While she eventually converted to Catholicism, McCorvey remained an anti-abortion symbol for the rest of her life.

“Do not vote for Barack Obama,” McCorvey said, according to Vanity Fair. “He murders babies.”

Her about-face embodies some of the complexities of the abortion debate in the United States.

The debate is often framed as a highly polarized face-off between pro-life and pro-choice supporters. A survey by the Pew Research Center in October 2016 found Republicans and Democrats are sharply divided on the issue, with 62 percent of Republicans saying abortions should be illegal in all or most cases, while 79 percent of Democrats believe the exact opposite, that it should be legal in all or most cases.

But the Vox survey from the previous year reveals more nuanced opinions. Careful questioning of more than 1,000 respondents suggests that 21 percent of Americans neither identified as pro-life or pro-choice, while 18 percent identified as both.

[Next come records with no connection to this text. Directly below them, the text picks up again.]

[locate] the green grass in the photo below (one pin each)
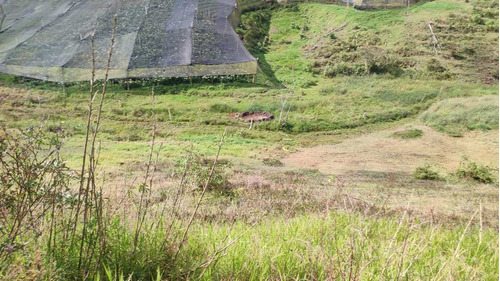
(335, 245)
(456, 116)
(301, 238)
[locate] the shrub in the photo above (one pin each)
(474, 171)
(222, 108)
(433, 65)
(272, 162)
(426, 172)
(408, 134)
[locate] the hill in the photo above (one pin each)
(381, 162)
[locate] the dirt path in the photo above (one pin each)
(382, 153)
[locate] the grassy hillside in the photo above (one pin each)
(366, 91)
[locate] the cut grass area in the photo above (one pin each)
(455, 116)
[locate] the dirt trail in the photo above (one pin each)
(382, 153)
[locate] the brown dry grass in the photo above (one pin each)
(381, 153)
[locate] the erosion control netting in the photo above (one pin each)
(50, 39)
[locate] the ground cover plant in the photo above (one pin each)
(173, 188)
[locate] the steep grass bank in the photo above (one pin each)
(336, 245)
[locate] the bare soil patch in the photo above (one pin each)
(382, 153)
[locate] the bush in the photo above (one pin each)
(33, 181)
(222, 108)
(408, 134)
(272, 162)
(474, 171)
(426, 172)
(433, 65)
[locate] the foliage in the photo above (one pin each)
(470, 170)
(254, 29)
(33, 181)
(409, 134)
(426, 172)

This complexity is further evident in another series of questions. When asked whether abortion should be completely illegal or legal, and given various options in between, the largest percentage (34) chose this answer: “Abortion should only be legal in cases of rape, abuse, or if the women’s health is at risk.” And twice as many – nearly 70 percent of respondents – said they would not want a woman to feel ashamed to say if she had an abortion.